Entrepreneurs, Not MITI, Decided Japan Outcomes in ’60s, ’70s and ’80s

(p. 164) Ishibashi’s regime was followed in the early 1960s by the “income-doubling campaign” of his associate Hayato Ikeda, who assumed power in 1961 and continued the supply-side thrust. The result was a steady upsurge of domestic growth, with firms and industries rapidly gaining experience in intense rivalries at home before entering the global arena as low-cost producers, and with government cutting taxes and increasing revenues and savings.

It is from this domestic crucible of intense competition with normal rates of bankruptcy far above those in the United States, with scores of rivals in every field, that the great Japanese companies have emerged. At various times during the last three decades, for example, there have been 58 integrated steel firms, 50 motorbike companies, 12 auto firms, 42 makers of hand-held calculators, 13 makers of facsimile machines, and 250 producers of robots. Overlooking this welter are always the crested bureaucrats of MITI, sometimes offering useful aid and guidance–but at the center, deciding outcomes, have always been the entrepreneurs.

Source:
Gilder, George. Recapturing the Spirit of Enterprise: Updated for the 1990s. updated ed. New York: ICS Press, 1992.

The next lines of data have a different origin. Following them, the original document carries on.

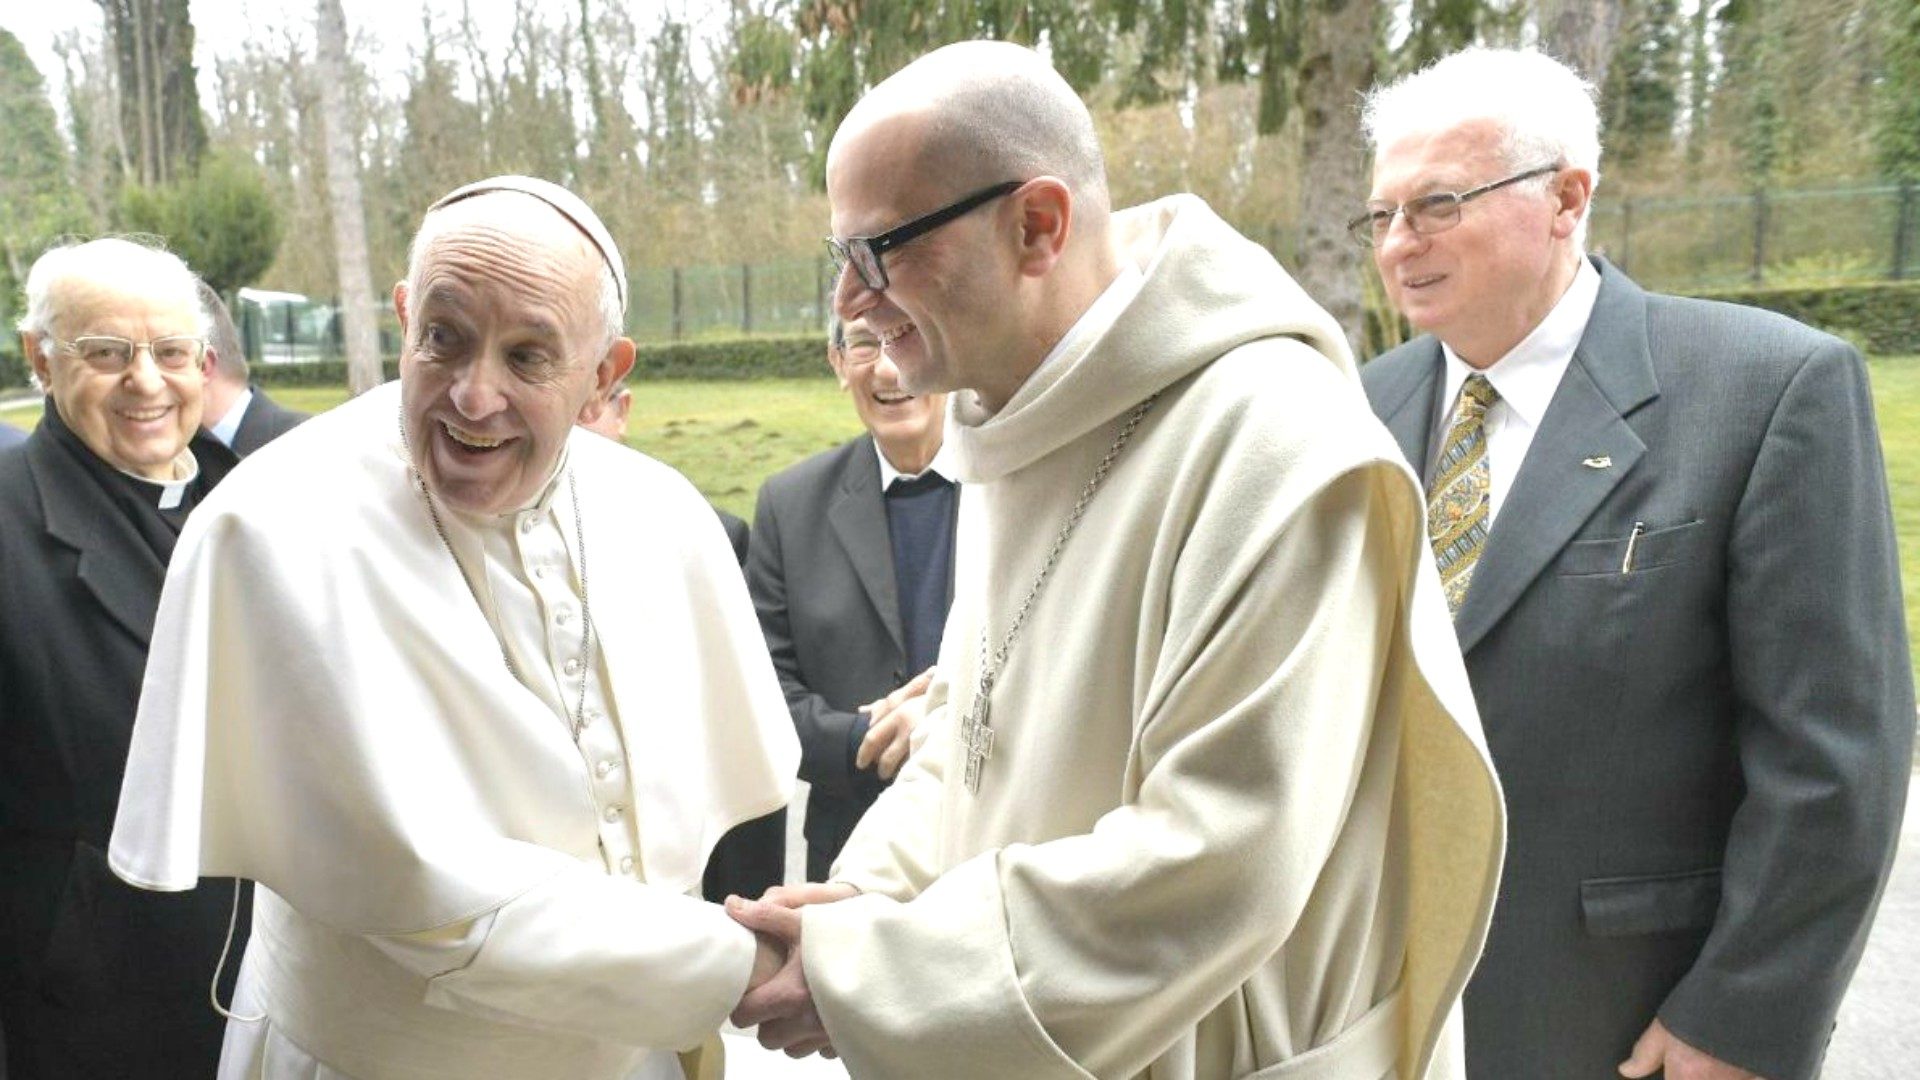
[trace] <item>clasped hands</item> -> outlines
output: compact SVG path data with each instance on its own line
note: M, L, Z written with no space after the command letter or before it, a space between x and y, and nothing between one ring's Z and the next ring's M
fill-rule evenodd
M784 1050L788 1057L837 1056L801 963L800 908L845 900L857 891L851 885L781 885L758 900L727 897L727 914L753 931L755 946L753 974L732 1020L739 1027L758 1027L761 1046Z

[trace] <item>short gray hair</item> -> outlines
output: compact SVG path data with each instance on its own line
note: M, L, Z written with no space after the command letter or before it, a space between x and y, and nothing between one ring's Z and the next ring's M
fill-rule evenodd
M1409 135L1447 131L1475 120L1504 133L1500 156L1510 169L1558 164L1584 169L1600 183L1600 114L1593 84L1535 49L1473 46L1443 57L1367 94L1360 124L1377 155ZM1549 178L1530 181L1540 190ZM1587 222L1574 245L1586 250Z
M247 350L240 343L240 331L233 325L227 302L204 281L200 282L199 293L200 310L207 313L207 347L213 350L214 367L222 378L244 385L249 377Z
M532 196L526 197L532 198ZM558 213L558 211L555 212ZM440 230L434 224L439 216L438 210L427 211L427 216L420 221L419 231L413 234L412 242L407 245L407 292L409 294L407 303L409 306L418 303L418 290L414 286L420 281L421 260L426 257L427 249L433 246L433 242L440 236ZM587 243L584 236L581 241ZM588 246L592 245L589 243ZM599 351L605 353L613 346L615 340L626 334L627 312L626 306L620 302L620 282L613 276L612 265L604 257L596 261L600 264L599 310L602 333ZM595 359L598 357L596 356Z
M193 312L194 333L206 337L209 320L200 305L200 279L180 256L144 240L103 236L48 248L27 271L27 310L16 328L42 342L53 337L60 316L55 293L70 282L85 281L130 296L176 302Z

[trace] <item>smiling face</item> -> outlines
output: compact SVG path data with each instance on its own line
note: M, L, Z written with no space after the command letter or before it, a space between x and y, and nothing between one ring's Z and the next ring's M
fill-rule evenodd
M860 422L894 468L905 473L925 469L940 450L946 422L945 394L909 393L900 384L900 368L880 346L880 337L861 319L847 323L845 343L829 350L840 388L853 397Z
M908 112L835 136L827 166L835 236L878 235L967 193L959 179L917 166L925 124ZM835 310L866 323L907 392L979 388L1024 349L1019 273L1011 245L997 242L1011 235L1002 216L1010 206L995 200L886 252L885 290L867 288L851 268L841 275Z
M200 320L184 297L154 297L68 278L54 287L54 341L27 335L27 356L60 418L87 449L123 472L174 478L173 462L200 426L207 386L204 355L169 371L136 348L125 371L103 372L57 342L107 334L129 341L197 337Z
M633 344L603 348L599 254L544 204L502 193L437 213L394 288L408 451L449 506L509 513L552 478L573 425L598 418Z
M1499 127L1484 120L1405 136L1381 149L1370 198L1404 203L1551 164L1516 167L1501 154L1502 142ZM1539 325L1578 267L1571 238L1591 179L1566 170L1545 183L1544 192L1523 182L1473 199L1444 232L1422 236L1396 217L1374 250L1394 307L1475 366L1499 360Z

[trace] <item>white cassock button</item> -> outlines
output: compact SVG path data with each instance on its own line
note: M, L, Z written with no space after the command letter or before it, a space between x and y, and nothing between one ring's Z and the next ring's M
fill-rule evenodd
M606 819L607 819L607 820L608 820L609 822L613 822L613 821L619 821L619 820L620 820L620 808L619 808L618 806L609 806L609 807L607 807L607 812L606 812L606 815L605 815L605 816L606 816Z
M622 855L620 857L620 872L623 874L633 873L633 856Z
M523 533L530 533L533 531L533 515L532 514L528 514L526 517L523 517L520 519L520 531Z
M564 667L566 668L567 674L569 675L580 674L580 658L577 656L567 657L567 662L564 665Z
M613 770L615 768L616 766L614 765L613 760L609 758L606 761L603 761L600 764L594 766L593 771L600 774L600 779L605 780L607 777L613 775Z
M567 608L561 608L559 611L553 613L553 621L559 623L561 626L567 625L572 618L573 612Z
M533 576L534 576L535 578L545 578L545 577L547 576L547 568L546 568L546 567L544 567L544 566L536 566L536 567L534 567L534 568L533 568Z

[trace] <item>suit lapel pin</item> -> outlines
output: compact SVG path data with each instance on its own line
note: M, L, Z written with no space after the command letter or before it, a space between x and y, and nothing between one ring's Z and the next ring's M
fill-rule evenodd
M1613 458L1606 454L1600 454L1597 457L1587 458L1580 464L1585 465L1589 469L1611 469L1613 468Z

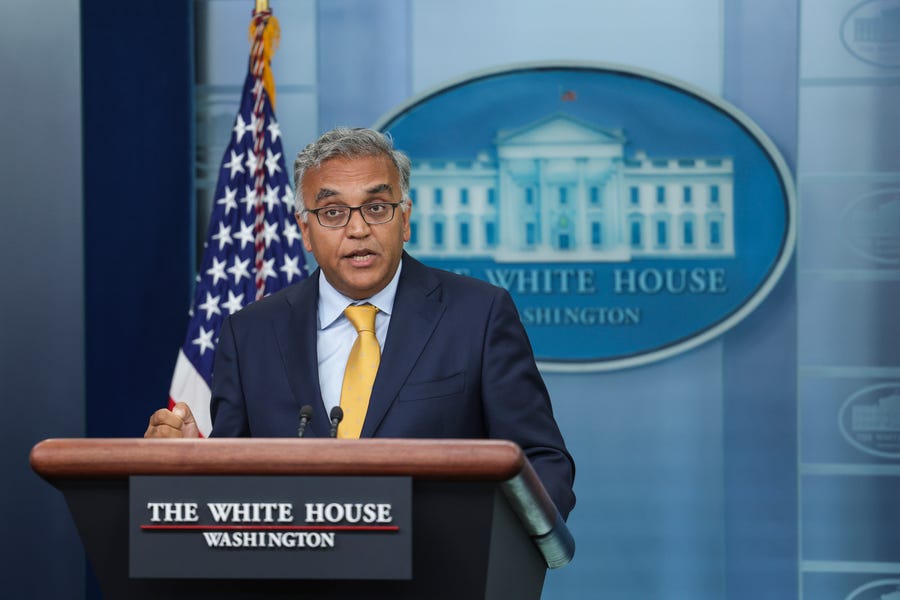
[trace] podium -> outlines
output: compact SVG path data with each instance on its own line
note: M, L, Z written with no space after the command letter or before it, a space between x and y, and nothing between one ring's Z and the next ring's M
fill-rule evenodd
M507 441L50 439L32 449L31 465L63 493L107 600L538 599L546 569L567 564L575 548L522 450ZM411 578L132 578L135 476L409 478Z

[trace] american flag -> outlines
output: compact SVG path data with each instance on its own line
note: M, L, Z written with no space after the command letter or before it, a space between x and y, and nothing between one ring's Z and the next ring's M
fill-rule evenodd
M204 436L212 430L213 356L225 317L306 277L268 72L277 22L268 11L254 13L251 31L241 108L222 158L190 322L169 388L169 408L186 402Z

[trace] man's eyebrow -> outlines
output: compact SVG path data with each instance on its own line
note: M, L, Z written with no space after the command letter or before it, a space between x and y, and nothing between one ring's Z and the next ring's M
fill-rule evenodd
M335 190L331 190L328 188L322 188L319 190L319 193L316 194L316 204L324 200L325 198L331 198L332 196L338 196L339 194Z
M381 194L384 192L390 193L394 188L391 187L389 183L379 183L378 185L372 186L366 190L366 194L374 195ZM337 190L332 190L330 188L321 188L319 193L316 194L316 204L326 200L327 198L331 198L332 196L340 196L340 192Z
M392 189L393 189L393 188L391 187L391 184L389 184L389 183L379 183L379 184L376 185L375 187L370 187L369 189L367 189L367 190L366 190L366 193L367 193L367 194L370 194L370 195L371 195L371 194L381 194L382 192L389 192L389 193L390 193L390 191L391 191Z

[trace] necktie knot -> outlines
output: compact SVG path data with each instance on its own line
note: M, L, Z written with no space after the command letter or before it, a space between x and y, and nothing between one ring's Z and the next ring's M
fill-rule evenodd
M344 309L344 314L356 328L357 333L363 331L375 333L375 313L377 312L378 307L371 304L350 305Z

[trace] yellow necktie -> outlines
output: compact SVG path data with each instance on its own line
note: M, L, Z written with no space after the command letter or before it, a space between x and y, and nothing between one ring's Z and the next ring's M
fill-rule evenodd
M344 420L338 428L339 438L357 439L362 431L372 384L381 363L381 348L375 337L375 313L378 309L371 304L348 306L344 314L356 327L358 336L350 349L347 368L344 370L344 384L341 386L341 410Z

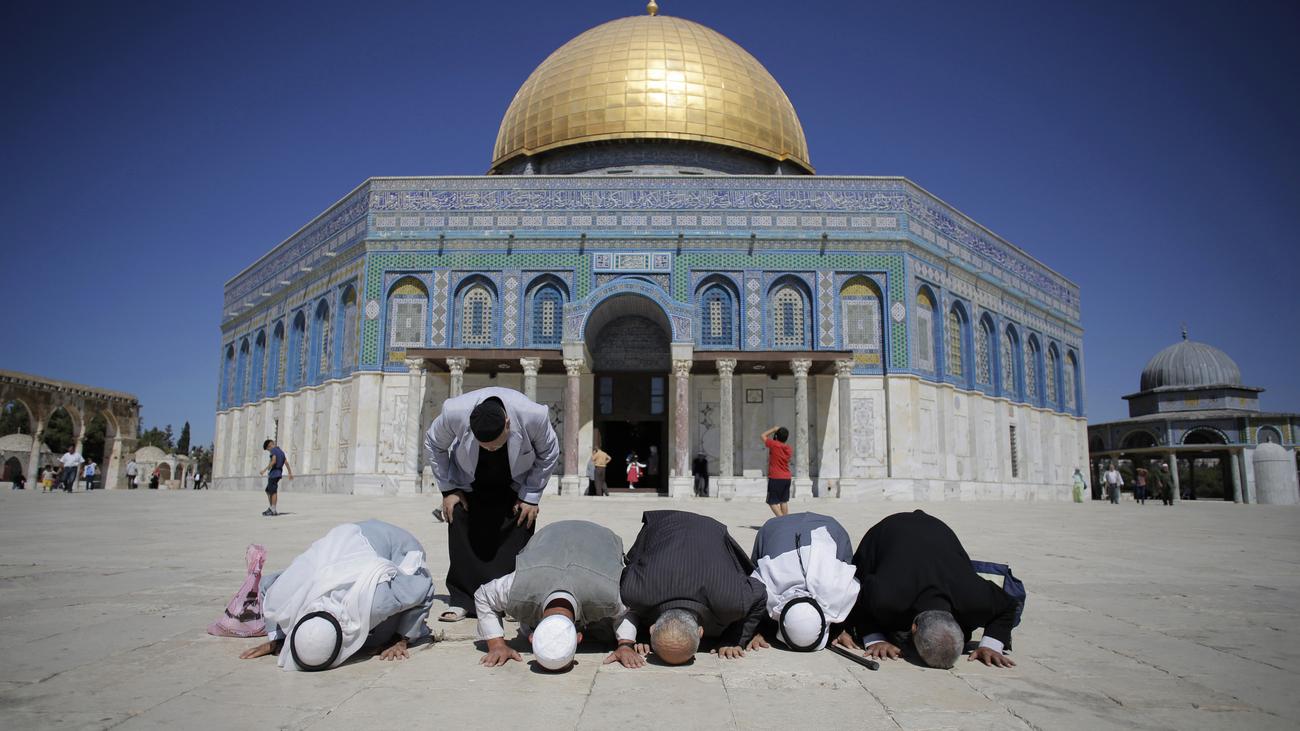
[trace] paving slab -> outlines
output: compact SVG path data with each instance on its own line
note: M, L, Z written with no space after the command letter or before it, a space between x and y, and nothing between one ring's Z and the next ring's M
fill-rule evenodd
M905 660L872 672L831 653L628 670L585 644L570 672L478 665L474 623L434 621L404 662L326 673L238 659L260 640L204 633L243 580L345 521L424 543L435 583L446 526L432 496L0 493L0 711L6 728L1293 729L1300 727L1300 508L1183 503L848 503L796 500L860 536L893 512L944 519L972 556L1009 563L1029 600L1017 667ZM541 520L586 518L630 546L645 510L722 521L742 546L768 517L748 501L548 497ZM440 609L445 595L434 613ZM512 636L517 626L507 623Z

One thought on “Entrepreneurs, Not MITI, Decided Japan Outcomes in ’60s, ’70s and ’80s”

  1. It is often forgotten that the Minister for International trade and industry in the late 1960s up until 1971 was Tanaka – the most corrupt man in postwar Japanese politics.
    He had previously been Minister for Public Works, but to generate the necessary bribe income to pay an entire generation of Japanese politicians to step aside to allow him to become Prime Minister in the early 1970s at a young age, he thought the Ministry of International trade and industry was a better position to garner influence and donations.
    My professors in Japan worked in the Ministry of International trade and industry and the Ministry of Finance in the 1970s and 1960s. None of them seemed to carry over their picking winners skills into their private portfolios when they retired.